In the long run, none of the nations of Northeast Asia has a game-changing demographic advantage over the others. They are all seeing rapidly plummeting birth rates and aging populations. The level and character of China’s demographic dominance will remain quite static over time, at least until the arc of the present descends below the horizon of predictability. There is an odd poetic symmetry in the aging of the populations and the aging of the Korean armistice, at least as things appear today. No one has a vision for knocking either human dynamic off of its current trajectory.

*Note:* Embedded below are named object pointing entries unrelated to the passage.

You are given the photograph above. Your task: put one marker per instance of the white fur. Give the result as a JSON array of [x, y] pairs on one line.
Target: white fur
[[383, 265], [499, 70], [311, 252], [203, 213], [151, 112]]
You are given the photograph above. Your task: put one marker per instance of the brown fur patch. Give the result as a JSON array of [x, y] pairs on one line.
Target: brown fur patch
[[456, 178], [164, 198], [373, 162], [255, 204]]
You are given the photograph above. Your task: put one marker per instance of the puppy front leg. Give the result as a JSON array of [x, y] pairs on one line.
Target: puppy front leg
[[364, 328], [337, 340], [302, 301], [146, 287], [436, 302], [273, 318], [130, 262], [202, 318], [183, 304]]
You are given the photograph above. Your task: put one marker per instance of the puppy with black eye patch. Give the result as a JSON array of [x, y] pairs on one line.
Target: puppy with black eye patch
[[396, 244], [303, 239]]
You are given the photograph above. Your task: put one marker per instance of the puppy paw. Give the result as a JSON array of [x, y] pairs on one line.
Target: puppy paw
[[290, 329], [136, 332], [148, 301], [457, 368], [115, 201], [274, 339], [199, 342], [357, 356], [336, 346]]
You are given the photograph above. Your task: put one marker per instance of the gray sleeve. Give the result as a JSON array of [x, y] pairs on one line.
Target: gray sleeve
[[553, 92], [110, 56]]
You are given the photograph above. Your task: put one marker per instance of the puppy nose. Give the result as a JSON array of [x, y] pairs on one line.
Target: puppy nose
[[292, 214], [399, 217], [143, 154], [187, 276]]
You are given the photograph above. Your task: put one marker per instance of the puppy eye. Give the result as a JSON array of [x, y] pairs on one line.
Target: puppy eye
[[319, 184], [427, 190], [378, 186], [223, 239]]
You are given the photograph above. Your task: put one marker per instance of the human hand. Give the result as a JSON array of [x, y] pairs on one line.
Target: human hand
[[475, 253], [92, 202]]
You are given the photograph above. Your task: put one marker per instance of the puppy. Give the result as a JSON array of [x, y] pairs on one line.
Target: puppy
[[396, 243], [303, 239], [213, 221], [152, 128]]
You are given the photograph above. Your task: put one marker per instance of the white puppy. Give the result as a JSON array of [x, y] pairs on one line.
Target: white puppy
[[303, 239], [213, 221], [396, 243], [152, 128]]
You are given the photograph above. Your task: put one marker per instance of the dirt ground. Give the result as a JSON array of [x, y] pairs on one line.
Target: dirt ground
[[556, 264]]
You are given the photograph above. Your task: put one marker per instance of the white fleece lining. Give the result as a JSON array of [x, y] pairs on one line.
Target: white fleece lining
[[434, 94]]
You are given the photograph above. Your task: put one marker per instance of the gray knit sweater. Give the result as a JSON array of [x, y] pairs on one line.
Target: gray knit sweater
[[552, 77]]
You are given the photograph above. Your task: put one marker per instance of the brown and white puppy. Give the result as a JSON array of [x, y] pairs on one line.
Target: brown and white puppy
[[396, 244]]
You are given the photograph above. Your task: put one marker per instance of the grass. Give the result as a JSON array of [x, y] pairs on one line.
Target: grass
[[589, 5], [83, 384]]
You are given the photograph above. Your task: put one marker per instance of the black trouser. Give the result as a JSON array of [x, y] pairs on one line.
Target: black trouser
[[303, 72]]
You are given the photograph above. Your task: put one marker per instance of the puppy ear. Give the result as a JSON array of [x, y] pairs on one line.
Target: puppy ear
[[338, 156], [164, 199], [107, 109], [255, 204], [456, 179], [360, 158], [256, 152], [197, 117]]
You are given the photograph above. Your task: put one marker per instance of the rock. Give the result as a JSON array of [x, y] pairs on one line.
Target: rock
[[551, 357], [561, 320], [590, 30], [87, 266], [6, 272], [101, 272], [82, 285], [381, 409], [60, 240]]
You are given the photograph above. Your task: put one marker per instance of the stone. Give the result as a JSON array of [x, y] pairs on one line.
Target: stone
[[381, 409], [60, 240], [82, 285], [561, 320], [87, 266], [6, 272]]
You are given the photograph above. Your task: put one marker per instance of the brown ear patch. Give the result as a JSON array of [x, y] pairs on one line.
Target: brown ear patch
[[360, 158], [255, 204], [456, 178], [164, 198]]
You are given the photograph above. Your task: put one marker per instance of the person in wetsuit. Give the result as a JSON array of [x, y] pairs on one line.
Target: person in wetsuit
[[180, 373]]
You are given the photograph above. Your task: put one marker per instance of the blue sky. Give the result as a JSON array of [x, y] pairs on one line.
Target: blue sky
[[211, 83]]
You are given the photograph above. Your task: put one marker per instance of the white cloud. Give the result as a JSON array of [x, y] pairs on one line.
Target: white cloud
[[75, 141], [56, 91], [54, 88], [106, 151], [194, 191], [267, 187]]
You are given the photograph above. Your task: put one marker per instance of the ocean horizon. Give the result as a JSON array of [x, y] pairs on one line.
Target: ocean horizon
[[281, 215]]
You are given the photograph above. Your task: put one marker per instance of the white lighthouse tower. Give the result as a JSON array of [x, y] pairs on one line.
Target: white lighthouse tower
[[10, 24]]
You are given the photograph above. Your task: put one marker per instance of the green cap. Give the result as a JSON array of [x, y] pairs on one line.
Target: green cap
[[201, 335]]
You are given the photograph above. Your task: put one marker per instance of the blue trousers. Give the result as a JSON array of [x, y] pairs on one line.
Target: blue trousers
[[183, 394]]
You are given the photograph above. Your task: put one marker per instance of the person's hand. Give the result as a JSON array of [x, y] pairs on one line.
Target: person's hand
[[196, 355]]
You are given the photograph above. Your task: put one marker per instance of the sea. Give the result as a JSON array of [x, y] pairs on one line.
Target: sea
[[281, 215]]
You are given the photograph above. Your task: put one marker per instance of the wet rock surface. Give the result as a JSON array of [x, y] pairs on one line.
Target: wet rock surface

But man’s record of wisdom in taking things for granted is a pretty poor one. It bears constant reiteration that World War I became the bloodbath it did not because Europeans had a vision or an appetite for big wars, but because, after decades of Bismarck-and-von-Moltke-ism, they took it for granted that modern wars would remain small. Complacency, rather than enthusiasm, tends to be our worst enemy. What is strange but true in the Far East could metastasize quickly and unexpectedly, as it could elsewhere. It doesn’t help when the erstwhile “big dog” is still trotting officials around, like John Kerry, who throw wild promises into the mix where Vladimir Putin and Kim Jong-Un can hear them.
J.E. Dyer’s articles have appeared at Hot Air, Commentary’s “contentions,” Patheos, The Daily Caller, The Jewish Press, and The Weekly Standard online. She also writes for the new blog Liberty Unyielding.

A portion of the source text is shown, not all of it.